INFLUÊNCIA DO DIÁRIO


Menino ainda, ouvia diariamente Zé do Gelo ao longo da rua Cleto Campelo, em Gravatá: “Comércio e Diário” – gritava ele com poderoso vozeirão, vendendo jornais avulsos e entregando-os de casa em casa.
Na época eu fazia o ginásio e era datilógrafo da agência municipal de estatística, que funcionava na prefeitura e reunia dados para o IBGE. Menino metido a besta, comprava um dos jornais quando tinha algum trocado. Quando não tinha dinheiro algum, bisbilhotava os jornais que ficavam expostos na frente da principal padaria da cidade. Era lá que Zé do Gelo vendia jornais, engraxava sapatos e reunia a fina flor da sociedade que além de tomar um cafezinho na padaria comentava os fatos do dia, formando pequeno aglomerado. Uma das perguntas recorrentes era qual o melhor dos dois, Comércio, com diagramação mais moderna e arejada, ou Diário, mais tradicional, reacionário.
Por conta disso, o ponto de venda de jornais e engraxar sapatos era o melhor lugar para saber das novidades. Zé do Gelo era o único jornaleiro da cidade. Conhecia rua por rua, família por família, nome por nome, fofoca por fofoca.

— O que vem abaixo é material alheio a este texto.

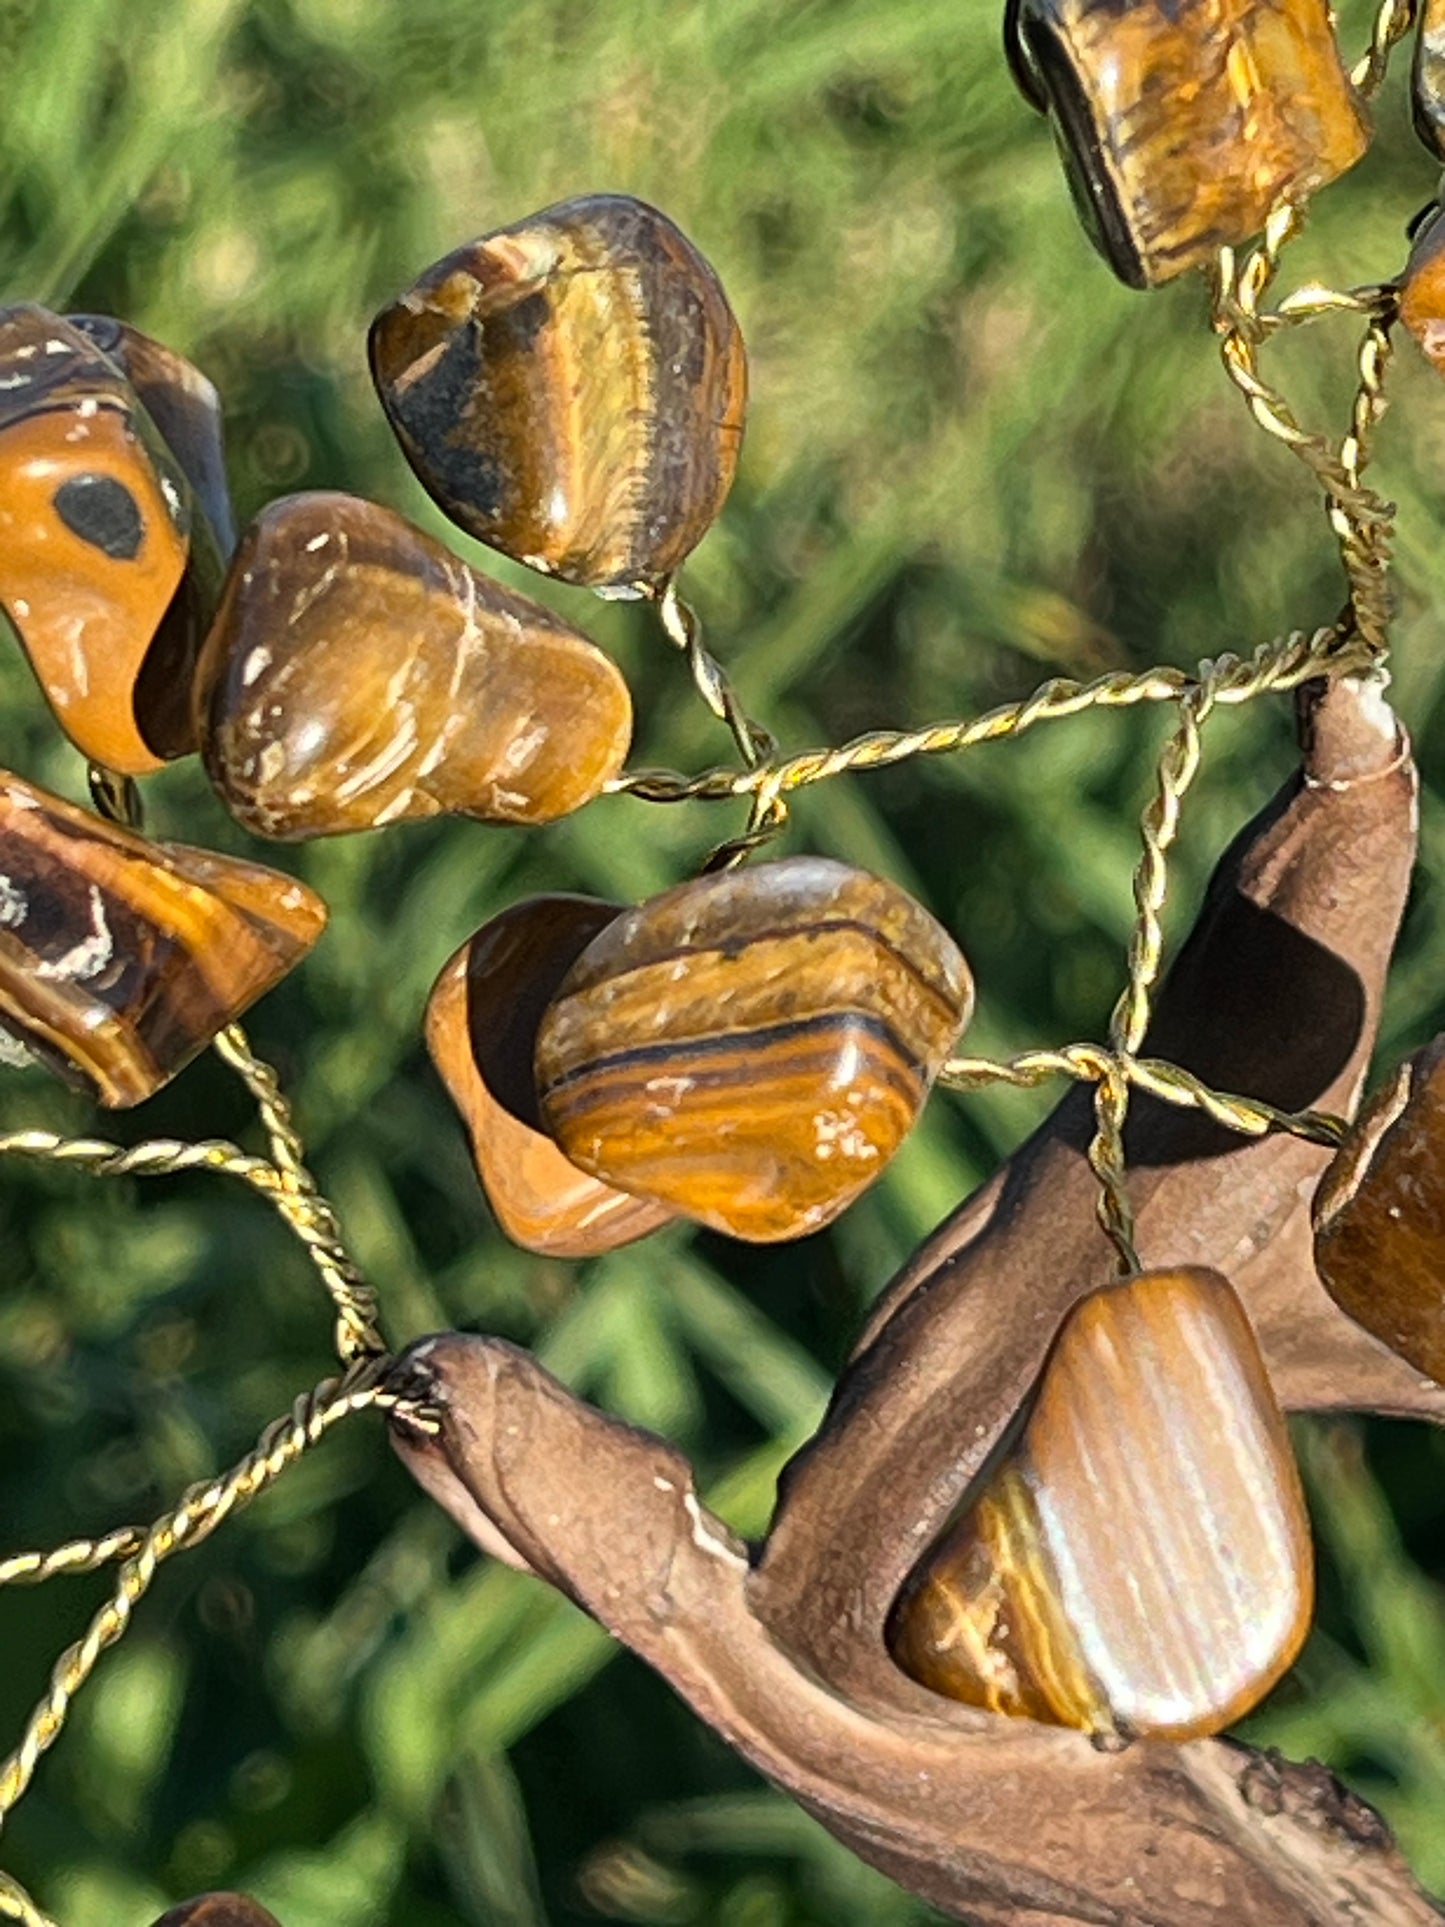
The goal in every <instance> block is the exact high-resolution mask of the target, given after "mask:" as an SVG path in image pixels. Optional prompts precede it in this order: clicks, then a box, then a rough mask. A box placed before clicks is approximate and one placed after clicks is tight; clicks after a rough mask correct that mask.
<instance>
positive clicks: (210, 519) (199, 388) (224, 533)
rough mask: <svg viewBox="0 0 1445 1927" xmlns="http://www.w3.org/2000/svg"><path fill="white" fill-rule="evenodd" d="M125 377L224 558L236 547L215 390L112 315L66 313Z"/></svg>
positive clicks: (220, 405) (218, 397) (213, 384)
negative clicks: (171, 461) (180, 467)
mask: <svg viewBox="0 0 1445 1927" xmlns="http://www.w3.org/2000/svg"><path fill="white" fill-rule="evenodd" d="M66 318H67V320H69V322H71V324H73V326H75V328H81V330H83V331H85V333H87V335H89V337H91V339H92V341H94V345H96V347H98V349H100V353H102V355H106V356H108V358H110V360H112V362H114V364H116V366H118V368H119V372H121V374H123V376H125V380H127V382H129V383H131V387H133V389H135V395H137V399H139V403H141V407H143V409H145V410H146V414H148V416H150V420H152V422H154V424H156V428H158V430H160V436H162V439H164V443H166V447H168V449H170V451H171V455H173V457H175V461H177V462H179V464H181V468H183V472H185V480H187V482H189V484H191V493H193V495H195V499H197V503H198V505H200V509H202V513H204V516H206V522H208V524H210V532H212V536H214V538H216V547H218V551H220V555H222V557H229V553H231V549H233V547H235V515H233V511H231V488H229V484H227V480H225V434H223V426H222V397H220V395H218V393H216V385H214V383H212V382H210V380H208V378H206V376H204V374H202V372H200V370H198V368H197V364H195V362H189V360H187V358H185V355H177V353H175V349H168V347H166V343H164V341H156V339H154V337H152V335H143V333H141V330H139V328H131V326H129V322H118V320H116V318H114V316H112V314H69V316H66Z"/></svg>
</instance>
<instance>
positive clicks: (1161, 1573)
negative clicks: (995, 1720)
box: [888, 1268, 1314, 1740]
mask: <svg viewBox="0 0 1445 1927" xmlns="http://www.w3.org/2000/svg"><path fill="white" fill-rule="evenodd" d="M1312 1601H1314V1565H1312V1551H1310V1528H1308V1517H1306V1513H1304V1499H1302V1493H1300V1484H1299V1474H1297V1470H1295V1459H1293V1455H1291V1447H1289V1434H1287V1430H1285V1422H1283V1418H1281V1414H1279V1407H1277V1403H1275V1397H1274V1391H1272V1389H1270V1380H1268V1376H1266V1370H1264V1360H1262V1359H1260V1349H1258V1343H1256V1339H1254V1332H1252V1328H1250V1324H1248V1318H1247V1316H1245V1310H1243V1307H1241V1305H1239V1299H1237V1297H1235V1293H1233V1289H1231V1285H1229V1281H1227V1280H1225V1278H1223V1276H1222V1274H1220V1272H1208V1270H1202V1268H1179V1270H1169V1272H1144V1274H1143V1276H1139V1278H1131V1280H1127V1281H1125V1283H1119V1285H1112V1287H1106V1289H1104V1291H1096V1293H1092V1295H1090V1297H1087V1299H1083V1301H1081V1303H1079V1305H1077V1307H1075V1308H1073V1312H1071V1314H1069V1318H1067V1320H1065V1324H1064V1328H1062V1332H1060V1335H1058V1339H1056V1343H1054V1349H1052V1351H1050V1355H1048V1362H1046V1364H1044V1372H1042V1376H1040V1382H1038V1391H1037V1397H1035V1401H1033V1407H1031V1409H1029V1411H1027V1416H1025V1418H1023V1422H1021V1428H1019V1430H1017V1434H1015V1436H1013V1438H1011V1439H1008V1441H1006V1445H1004V1451H1002V1457H1000V1459H996V1461H994V1465H992V1466H988V1468H986V1470H985V1474H983V1478H981V1482H979V1486H977V1488H975V1495H971V1497H969V1499H967V1501H965V1507H963V1511H961V1515H959V1517H958V1520H956V1522H954V1524H952V1526H950V1528H948V1532H946V1534H944V1536H942V1540H940V1542H938V1544H936V1545H934V1549H933V1551H931V1553H929V1555H927V1557H925V1559H923V1561H921V1565H919V1569H917V1571H915V1574H913V1578H911V1580H909V1584H907V1586H906V1588H904V1594H902V1596H900V1601H898V1605H896V1607H894V1613H892V1619H890V1626H888V1642H890V1648H892V1653H894V1657H896V1659H898V1663H900V1665H902V1667H904V1671H906V1673H911V1675H913V1676H915V1678H917V1680H921V1682H923V1684H925V1686H931V1688H933V1690H934V1692H940V1694H946V1696H948V1698H954V1700H965V1702H969V1703H971V1705H981V1707H986V1709H990V1711H996V1713H1011V1715H1017V1717H1025V1719H1040V1721H1050V1723H1054V1725H1062V1727H1083V1729H1087V1730H1090V1732H1123V1734H1141V1736H1143V1734H1152V1736H1158V1738H1171V1740H1187V1738H1196V1736H1200V1734H1208V1732H1220V1730H1222V1729H1223V1727H1227V1725H1229V1723H1231V1721H1235V1719H1241V1717H1243V1715H1245V1713H1247V1711H1248V1709H1250V1707H1252V1705H1254V1703H1256V1702H1258V1700H1260V1698H1262V1696H1264V1694H1266V1692H1268V1690H1270V1686H1274V1682H1275V1680H1277V1678H1279V1676H1281V1673H1285V1669H1287V1667H1289V1665H1291V1661H1293V1657H1295V1653H1297V1651H1299V1648H1300V1644H1302V1640H1304V1634H1306V1630H1308V1624H1310V1613H1312Z"/></svg>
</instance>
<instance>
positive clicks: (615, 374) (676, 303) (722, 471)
mask: <svg viewBox="0 0 1445 1927" xmlns="http://www.w3.org/2000/svg"><path fill="white" fill-rule="evenodd" d="M370 355H372V376H374V380H376V387H378V393H380V397H381V405H383V409H385V412H387V416H389V418H391V426H393V428H395V432H397V439H399V441H401V447H403V451H405V455H407V461H408V462H410V464H412V468H414V470H416V474H418V478H420V480H422V484H424V488H426V489H428V491H430V493H432V495H434V497H435V499H437V503H439V505H441V507H443V509H445V511H447V515H449V516H453V520H457V522H460V526H462V528H464V530H466V532H468V534H472V536H478V538H480V540H482V541H486V543H489V545H491V547H493V549H501V551H503V553H505V555H511V557H514V559H516V561H522V563H528V567H532V568H539V570H543V574H551V576H563V580H566V582H582V584H588V586H591V588H617V590H626V588H638V586H642V584H647V582H655V580H659V578H661V576H667V574H670V570H674V568H676V567H678V563H680V561H682V559H684V555H688V551H690V549H694V547H696V545H697V543H699V541H701V538H703V536H705V534H707V530H709V526H711V522H713V520H715V516H717V513H719V509H721V507H722V501H724V497H726V493H728V488H730V486H732V472H734V468H736V464H738V449H740V445H742V418H744V405H746V395H748V364H746V358H744V347H742V333H740V330H738V324H736V320H734V316H732V308H730V306H728V303H726V297H724V293H722V287H721V283H719V279H717V276H715V274H713V270H711V268H709V266H707V262H705V260H703V256H701V254H699V252H697V249H696V247H694V245H692V243H690V241H688V237H686V235H684V233H682V231H680V229H678V227H674V225H672V222H670V220H667V216H665V214H659V212H657V208H649V206H645V202H642V200H632V198H630V197H628V195H586V197H582V198H580V200H563V202H559V204H557V206H553V208H543V212H541V214H534V216H530V218H528V220H524V222H518V224H516V225H512V227H499V229H497V231H495V233H489V235H484V237H482V239H480V241H472V243H468V245H466V247H460V249H457V252H455V254H447V258H445V260H439V262H437V264H435V268H428V272H426V274H424V276H422V277H420V279H418V281H416V283H414V285H412V287H410V289H408V291H407V293H405V295H403V297H401V299H399V301H395V303H393V304H391V306H389V308H383V310H381V314H378V318H376V320H374V322H372V337H370Z"/></svg>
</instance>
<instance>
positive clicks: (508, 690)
mask: <svg viewBox="0 0 1445 1927" xmlns="http://www.w3.org/2000/svg"><path fill="white" fill-rule="evenodd" d="M197 721H198V728H200V740H202V755H204V761H206V769H208V771H210V779H212V782H214V784H216V788H218V790H220V792H222V796H223V798H225V804H227V805H229V809H231V813H233V815H235V817H237V819H239V821H241V823H245V827H247V829H249V831H254V832H256V834H258V836H277V838H297V836H331V834H337V832H339V831H364V829H374V827H376V825H380V823H395V821H399V819H410V817H430V815H437V813H439V811H457V813H460V815H472V817H484V819H487V821H491V823H551V821H553V817H561V815H566V813H568V811H570V809H578V807H580V805H582V804H586V802H590V800H591V798H593V796H597V792H599V790H601V788H603V784H605V782H607V780H609V777H615V775H617V771H618V769H620V767H622V759H624V757H626V752H628V742H630V736H632V700H630V696H628V686H626V682H624V680H622V674H620V671H618V669H617V667H615V665H613V663H611V661H609V659H607V657H605V655H603V653H601V649H597V647H593V646H591V644H590V642H588V638H586V636H582V634H580V632H578V630H574V628H570V626H568V624H566V622H563V620H561V617H555V615H551V611H547V609H543V607H541V605H539V603H532V601H528V599H526V597H524V595H514V594H511V592H509V590H503V588H501V586H499V584H497V582H491V580H487V578H486V576H480V574H478V572H476V570H474V568H468V567H466V563H462V561H460V559H459V557H457V555H453V553H451V549H447V547H443V545H441V543H439V541H434V540H432V538H430V536H424V534H422V530H420V528H412V524H410V522H405V520H403V518H401V516H399V515H393V513H391V511H389V509H378V507H376V505H374V503H368V501H358V499H356V497H355V495H329V493H316V495H289V497H285V499H281V501H276V503H272V507H270V509H266V511H264V513H262V515H260V516H258V518H256V520H254V522H252V524H250V528H249V532H247V534H245V538H243V541H241V547H239V549H237V555H235V561H233V565H231V574H229V578H227V584H225V595H223V599H222V607H220V613H218V617H216V624H214V628H212V632H210V636H208V640H206V647H204V651H202V657H200V665H198V671H197Z"/></svg>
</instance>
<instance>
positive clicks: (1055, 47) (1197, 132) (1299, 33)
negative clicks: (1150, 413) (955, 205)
mask: <svg viewBox="0 0 1445 1927" xmlns="http://www.w3.org/2000/svg"><path fill="white" fill-rule="evenodd" d="M1011 48H1013V58H1015V71H1021V73H1023V75H1025V83H1027V77H1029V66H1033V77H1037V83H1038V89H1037V91H1038V92H1042V94H1046V96H1048V104H1050V108H1052V112H1054V119H1056V125H1058V131H1060V141H1062V145H1064V154H1065V162H1067V166H1069V170H1071V183H1073V189H1075V200H1077V204H1079V212H1081V216H1083V220H1085V225H1087V227H1089V231H1090V237H1092V239H1094V243H1096V245H1098V249H1100V252H1102V254H1104V256H1106V260H1108V262H1110V266H1112V268H1114V272H1116V274H1117V276H1119V277H1121V279H1123V281H1127V283H1129V285H1131V287H1154V285H1158V283H1160V281H1169V279H1171V277H1173V276H1177V274H1183V272H1185V270H1187V268H1196V266H1206V264H1208V262H1210V258H1212V254H1214V251H1216V249H1220V247H1237V245H1239V243H1243V241H1248V239H1250V237H1252V235H1256V233H1258V231H1260V229H1262V227H1264V222H1266V218H1268V214H1270V210H1272V208H1274V206H1275V202H1279V200H1300V198H1304V197H1306V195H1310V193H1314V191H1316V189H1318V187H1324V185H1326V183H1327V181H1333V179H1335V175H1339V173H1343V172H1345V170H1347V168H1353V166H1354V162H1356V160H1358V158H1360V156H1362V154H1364V150H1366V146H1368V141H1370V133H1368V125H1366V119H1364V108H1362V104H1360V98H1358V94H1356V92H1354V89H1353V87H1351V83H1349V75H1347V73H1345V69H1343V66H1341V60H1339V48H1337V44H1335V31H1333V25H1331V17H1329V8H1327V4H1326V0H1021V4H1019V8H1017V33H1015V37H1013V40H1011Z"/></svg>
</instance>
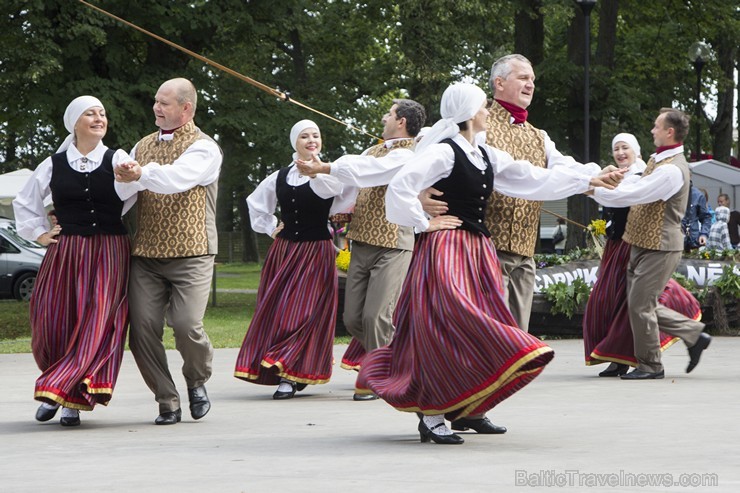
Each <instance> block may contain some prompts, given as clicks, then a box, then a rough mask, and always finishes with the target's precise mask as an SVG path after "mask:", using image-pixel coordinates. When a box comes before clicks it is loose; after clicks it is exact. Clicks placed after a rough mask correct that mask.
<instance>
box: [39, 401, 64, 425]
mask: <svg viewBox="0 0 740 493" xmlns="http://www.w3.org/2000/svg"><path fill="white" fill-rule="evenodd" d="M57 411H59V406H57V407H55V408H54V409H49V408H47V407H45V406H44V405H43V404H42V405H40V406H39V408H38V409H36V421H49V420H50V419H51V418H53V417H54V416H56V414H57Z"/></svg>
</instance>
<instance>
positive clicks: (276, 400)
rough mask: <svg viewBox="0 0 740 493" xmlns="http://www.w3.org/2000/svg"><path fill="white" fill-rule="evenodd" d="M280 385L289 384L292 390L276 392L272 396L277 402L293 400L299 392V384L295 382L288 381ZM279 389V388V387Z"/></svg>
mask: <svg viewBox="0 0 740 493" xmlns="http://www.w3.org/2000/svg"><path fill="white" fill-rule="evenodd" d="M280 383H289V384H290V390H288V391H282V390H276V391H275V393H274V394H272V398H273V399H275V400H276V401H282V400H285V399H292V398H293V396H294V395H295V392H296V390H298V384H296V383H295V382H291V381H288V380H285V381H283V382H280ZM278 388H279V387H278Z"/></svg>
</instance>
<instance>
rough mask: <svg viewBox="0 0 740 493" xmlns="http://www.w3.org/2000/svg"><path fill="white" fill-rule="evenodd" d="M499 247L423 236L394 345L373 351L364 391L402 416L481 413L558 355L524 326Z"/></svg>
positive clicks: (520, 386)
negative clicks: (508, 298)
mask: <svg viewBox="0 0 740 493" xmlns="http://www.w3.org/2000/svg"><path fill="white" fill-rule="evenodd" d="M502 293H503V286H502V280H501V270H500V267H499V263H498V258H497V257H496V252H495V249H494V247H493V243H492V242H491V241H490V240H489V239H488V238H486V237H484V236H483V235H480V234H475V233H470V232H467V231H463V230H449V231H438V232H434V233H429V234H423V235H421V237H420V239H419V241H418V242H417V245H416V248H415V250H414V256H413V259H412V261H411V267H410V269H409V273H408V276H407V277H406V280H405V282H404V286H403V289H402V292H401V298H400V300H399V303H398V306H397V309H396V312H395V315H394V325H395V326H396V334H395V337H394V339H393V341H392V342H391V344H390V345H388V346H385V347H382V348H378V349H376V350H374V351H372V352H370V353H369V354H368V355H367V356H366V357H365V359H364V361H363V364H362V369H361V370H360V374H359V376H358V379H357V384H356V392H357V393H358V394H367V393H371V392H372V393H375V394H377V395H378V396H380V397H381V398H382V399H384V400H385V401H386V402H387V403H388V404H390V405H391V406H393V407H395V408H396V409H397V410H399V411H404V412H420V413H423V414H428V415H436V414H446V415H447V417H448V419H457V418H461V417H465V416H468V415H480V414H484V413H485V412H486V411H488V410H490V409H491V408H493V407H494V406H496V405H497V404H498V403H500V402H501V401H503V400H504V399H506V398H507V397H509V396H511V395H512V394H514V393H515V392H517V391H519V390H521V389H522V388H523V387H524V386H525V385H527V384H528V383H529V382H531V381H532V380H533V379H534V378H535V377H536V376H537V375H539V374H540V373H541V372H542V370H543V369H544V367H545V365H547V363H549V362H550V361H551V360H552V358H553V356H554V352H553V350H552V349H551V348H549V347H548V346H546V345H545V344H543V343H542V342H541V341H540V340H539V339H537V338H536V337H534V336H532V335H530V334H528V333H526V332H523V331H522V330H520V329H519V328H517V326H516V322H515V321H514V318H513V317H512V315H511V313H510V312H509V310H508V309H507V308H506V304H505V302H504V299H503V295H502Z"/></svg>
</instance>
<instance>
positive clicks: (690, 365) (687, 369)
mask: <svg viewBox="0 0 740 493" xmlns="http://www.w3.org/2000/svg"><path fill="white" fill-rule="evenodd" d="M710 342H712V336H710V335H709V334H706V333H704V332H702V333H701V334H699V339H697V341H696V344H694V345H693V346H691V347H690V348H689V366H687V367H686V373H691V370H693V369H694V368H696V365H698V364H699V358H701V353H702V352H703V351H704V350H705V349H706V348H708V347H709V343H710Z"/></svg>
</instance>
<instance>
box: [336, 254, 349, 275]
mask: <svg viewBox="0 0 740 493" xmlns="http://www.w3.org/2000/svg"><path fill="white" fill-rule="evenodd" d="M349 260H350V253H349V250H340V251H339V253H337V269H339V270H341V271H344V272H347V269H349Z"/></svg>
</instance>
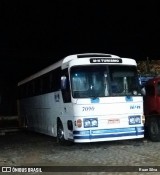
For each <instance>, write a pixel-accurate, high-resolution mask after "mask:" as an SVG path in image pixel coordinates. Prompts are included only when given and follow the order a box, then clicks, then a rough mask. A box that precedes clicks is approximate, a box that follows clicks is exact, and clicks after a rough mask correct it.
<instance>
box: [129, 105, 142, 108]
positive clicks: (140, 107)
mask: <svg viewBox="0 0 160 175" xmlns="http://www.w3.org/2000/svg"><path fill="white" fill-rule="evenodd" d="M140 108H141V106H140V105H131V106H130V109H140Z"/></svg>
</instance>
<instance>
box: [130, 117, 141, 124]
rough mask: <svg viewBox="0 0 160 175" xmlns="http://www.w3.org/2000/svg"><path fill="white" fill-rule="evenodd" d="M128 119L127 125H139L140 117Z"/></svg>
mask: <svg viewBox="0 0 160 175" xmlns="http://www.w3.org/2000/svg"><path fill="white" fill-rule="evenodd" d="M128 119H129V125H136V124H141V116H140V115H135V116H129V117H128Z"/></svg>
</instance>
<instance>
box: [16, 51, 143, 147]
mask: <svg viewBox="0 0 160 175" xmlns="http://www.w3.org/2000/svg"><path fill="white" fill-rule="evenodd" d="M136 66H137V64H136V61H135V60H134V59H129V58H120V57H119V56H116V55H110V54H101V53H90V54H89V53H87V54H77V55H70V56H67V57H66V58H64V59H63V60H61V61H59V62H57V63H55V64H53V65H51V66H49V67H47V68H45V69H43V70H41V71H39V72H37V73H35V74H34V75H32V76H30V77H28V78H26V79H24V80H23V81H21V82H19V83H18V89H19V98H18V107H19V109H18V112H19V116H20V123H21V126H24V127H27V128H28V129H30V130H33V131H36V132H40V133H44V134H47V135H51V136H54V137H57V141H58V142H59V143H60V144H64V143H68V142H70V141H72V142H77V143H84V142H99V141H112V140H123V139H137V138H143V137H144V115H143V98H142V95H141V91H140V86H139V80H138V74H137V67H136Z"/></svg>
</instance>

Só perdia para o historiador Alberto Frederico Lins, que antes de escrever um livro sobre a cidade foi correspondente do Diário de Pernambuco. Daí minha primeira ligação com o jornal.
Minha segunda ligação viria anos mais tarde, quando procurava o secretário de redação, poeta Mauro Mota, para oferecer meus poemas. Temendo que não me deixassem entrar, abordava-o antes de tomar o elevador na praça do Diário. Ele não prometia, mas publicava.
Invejava Carlos Pena Filho, cujos versos eram lidos por José Wilker no bar Savoy, em cujas mesas só fui citado quando o Jornal do Commercio publicou um de meus poemas. Sem papas na língua, o editor admitiu na minha cara que tentava fechar a edição do caderno cultural, feito na véspera, quando recorreu aos versos disponíveis em sua gaveta, que nem leu direito.
O terceiro contato com o Diário, mais efetivo e realista, ocorreu quando decidi voltar a morar no Recife após uns dez anos de São Paulo. Recorri aos amigos Joezil Barros e Gladstone Belo, que me acolheram generosamente no Diário. Fui da editoria nacional até resolver migrar de novo. Sentia na pele e no bolso a rejeição de antigo militante arraesista e dei adeus mais uma vez a Pernambuco.
Ainda hoje moro em São Paulo, onde tenho dois filhos e seis netos, longe do velho jornal que de alguma maneira moldou a minha vida. Ele foi não apenas o mais antigo da América Latina, mas um dos que me fizeram abraçar a carreira de jornalista, a partir de sua leitura na juventude.
PS – Fundado em 7 de novembro de 1825, o Diário de Pernambuco encerrou sua edição impressa esta semana. Orgulhava-se de ser o mais antigo da América Latina.



Antes de virar livro, parte da história de Gravatá saiu em capítulos no Diário de Pernambuco, do qual Alberto Frederico Lins foi correspondente durante muitos anos.



Autógrafo de Alberto Frederico Lins  durante visita realizada em 05/08/1995. Faleceu a 10/07/1019 aos 89 anos.